As part of his reply to Srinivasan’s comments, Pachter wrote:

Finally if there are many reputable laboratories that have independently replicated the results in the 10 papers we flagged, it would be great if you could post links to all their papers and relevant figures in a reply to this comment.

To which Srinivasan responded:

A full, detailed, point-by-point response to the Luebbert and Pachter document will be available soon.

In Srinivasan’s last reply, he did not seem to be able to find space in the comment window for any references to the claimed many subsequent independent replications from other [sic] reputable laboratories.

Let’s look at the replications.

I wrote the above post in July and scheduled it for November. I guess that Srinivasan’s full, detailed, point-by-point response should be available by then, so we can see what he said.

Actually, I’m guessing that biologists would be less interested in the point-by-point response and more in the claim that their conclusions “have been replicated independently in many subsequent studies from other reputable laboratories.” Talk is cheap; replications are real.
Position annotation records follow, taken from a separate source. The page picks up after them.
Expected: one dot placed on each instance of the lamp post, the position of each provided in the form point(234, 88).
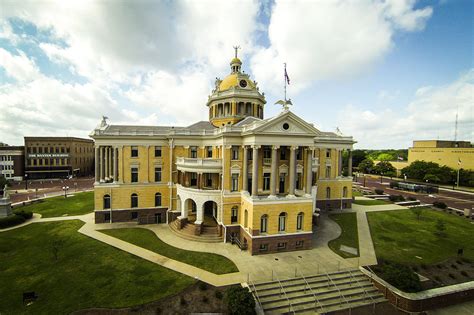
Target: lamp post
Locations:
point(65, 188)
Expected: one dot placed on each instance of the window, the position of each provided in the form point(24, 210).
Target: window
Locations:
point(235, 152)
point(299, 221)
point(235, 182)
point(157, 174)
point(106, 201)
point(134, 175)
point(283, 153)
point(134, 200)
point(281, 245)
point(158, 200)
point(134, 151)
point(266, 181)
point(193, 152)
point(282, 222)
point(263, 223)
point(157, 151)
point(233, 215)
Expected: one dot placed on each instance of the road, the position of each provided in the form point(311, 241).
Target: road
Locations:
point(456, 199)
point(40, 188)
And it’s my impression that in biology, results of interest really do get replicated.

It could well be that Srinivasan’s findings are real, and really have been replicated. Just cos there’s research misconduct, it doesn’t mean you’re not doing real science. Indeed, this is kinda the flip side of the “honesty and transparency are not enough” principle. Scientific research can be honest, transparent, and wrong (this happens when you study weak theory with noisy measurements); I guess it can also be error-ridden in its details while still being on the right track.

So I’ll be interested to see what Luebbert, Pachter, and researchers in the bee-dance subfield think after looking at the references that Srinivasan supplies to the many replications from reputable laboratories.